Tipps zur Zubereitung: So geht's
Um auch Lebensmittel genießen zu können, die in ihrer Rohform zu hart wären, sind bestimmte Zubereitungsmethoden Gold wert. Normalerweise sind harte Früchte wie Äpfel und Birnen nicht zu empfehlen, doch wenn Sie diese in dünne Scheiben oder kleine Stücke schneiden, lassen sie sich leichter kauen und sind sicher für Ihre Zahnspange. Gleiches gilt für hartes Gemüse, wie Karotten. Wenn Karotten gedämpft, gekocht oder in Scheiben geschnitten werden, eignen sie sich perfekt als Snack oder Beilage. Auch andere Gemüsesorten sind mit Zahnspange leichter zu essen, wenn sie gedämpft, sautiert oder gedünstet werden, da dies ihre Konsistenz weicher macht. Ungesüßtes Apfelmus und eingelegte Obstkonserven (ohne harte Kerne) sind ebenfalls hervorragende Alternativen.
Häufig gestellte Fragen (FAQ) zum Essen mit Zahnspange
Die Umstellung der Essgewohnheiten wirft oft spezifische Fragen auf. Hier beantworten wir einige der häufigsten:
Welche Gemüsesorten sind mit Zahnspange leichter zu essen?

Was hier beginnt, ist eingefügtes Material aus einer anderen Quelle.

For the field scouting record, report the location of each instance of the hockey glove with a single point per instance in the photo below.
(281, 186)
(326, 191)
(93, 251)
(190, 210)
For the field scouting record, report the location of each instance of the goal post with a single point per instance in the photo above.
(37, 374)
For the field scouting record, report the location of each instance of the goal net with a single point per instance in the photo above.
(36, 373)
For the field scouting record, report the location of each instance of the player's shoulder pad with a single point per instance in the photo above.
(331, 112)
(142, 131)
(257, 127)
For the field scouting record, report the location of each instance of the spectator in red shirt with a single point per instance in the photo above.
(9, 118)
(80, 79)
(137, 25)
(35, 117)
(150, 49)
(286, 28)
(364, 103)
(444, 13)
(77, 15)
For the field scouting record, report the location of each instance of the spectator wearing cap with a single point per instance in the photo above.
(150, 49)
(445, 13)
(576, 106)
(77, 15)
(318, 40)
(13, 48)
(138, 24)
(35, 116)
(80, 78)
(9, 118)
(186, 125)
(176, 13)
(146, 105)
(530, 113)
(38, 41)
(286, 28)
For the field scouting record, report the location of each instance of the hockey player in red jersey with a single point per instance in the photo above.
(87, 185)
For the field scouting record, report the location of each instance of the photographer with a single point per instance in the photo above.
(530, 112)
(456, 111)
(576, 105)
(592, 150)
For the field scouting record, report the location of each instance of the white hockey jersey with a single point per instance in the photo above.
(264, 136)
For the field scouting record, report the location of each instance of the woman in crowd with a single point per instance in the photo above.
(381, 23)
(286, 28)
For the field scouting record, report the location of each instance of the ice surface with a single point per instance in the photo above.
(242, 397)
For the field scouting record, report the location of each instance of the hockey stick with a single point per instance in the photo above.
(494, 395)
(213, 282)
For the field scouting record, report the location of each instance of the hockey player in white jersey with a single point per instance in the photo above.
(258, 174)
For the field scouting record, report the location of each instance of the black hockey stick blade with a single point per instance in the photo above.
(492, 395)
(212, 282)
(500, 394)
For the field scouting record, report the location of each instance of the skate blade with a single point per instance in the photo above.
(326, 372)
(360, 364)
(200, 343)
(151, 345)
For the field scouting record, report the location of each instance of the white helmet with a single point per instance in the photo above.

Generell sind alle Gemüsesorten leichter zu essen, wenn sie gekocht, gedämpft, sautiert oder gedünstet wurden, da dies ihre Textur weicher macht. Beispiele hierfür sind Brokkoli, Blumenkohl, Zucchini, Erbsen, Spinat oder Spargel. Harte Gemüsesorten wie Karotten oder Sellerie sollten in dünne Scheiben geschnitten oder gekocht und püriert werden, um sie zahnspangenfreundlich zu machen. Roher Salat ist meist unproblematisch, solange keine harten Croutons oder Nüsse enthalten sind.
Welche Lebensmittel kann man mit einer festen Zahnspange essen?
Sie können eine große Vielfalt an Lebensmitteln essen, solange sie weich sind oder entsprechend zubereitet werden. Dazu gehören gekochtes Gemüse und Obst, Bananen, Melonen (kernarm), Nudeln, Reis, Eier, Käse, Fisch, weiche Aufstriche, Tofu, Pudding, Kartoffelgerichte und weiche Brötchen ohne harte Kruste oder Körner. Auch Pizza ist erlaubt, wenn der Belag weich ist und der Rand nicht zu knusprig ist. Das Wichtigste ist, Lebensmittel zu meiden, die hart, klebrig oder zäh sind und die Zahnspange beschädigen könnten.
Darf ich während der Zahnspangenbehandlung Kaugummi kauen?
Nein, Kaugummi sollte unbedingt vermieden werden. Er kann sich extrem an den Brackets und Drähten verfangen, diese verbiegen oder sogar Brackets von den Zähnen lösen. Die Entfernung von Kaugummiresten ist sehr mühsam und kann zu Schäden an der Zahnspange führen.
Was mache ich, wenn ein Bracket locker wird oder ein Draht piekst?
Sollte ein Bracket locker werden oder ein Draht pieksen, ist es wichtig, umgehend Ihren Kieferorthopäden zu kontaktieren. Versuchen Sie nicht, die Zahnspange selbst zu reparieren. Für einen pieksenden Draht können Sie versuchen, ein kleines Stück Wachs (das Sie von Ihrem Kieferorthopäden erhalten haben) darauf zu drücken, um die Reizung vorübergehend zu lindern, bis Sie einen Termin haben.
Die Zeit mit einer festen Zahnspange erfordert zwar einige Anpassungen im Essverhalten, doch diese sind meist nur temporär und dienen dem langfristigen Ziel eines gesunden und schönen Lächelns. Mit ein wenig Achtsamkeit und der richtigen Auswahl an Lebensmitteln können Sie diese Phase gut meistern und den Erfolg Ihrer kieferorthopädischen Behandlung optimal unterstützen.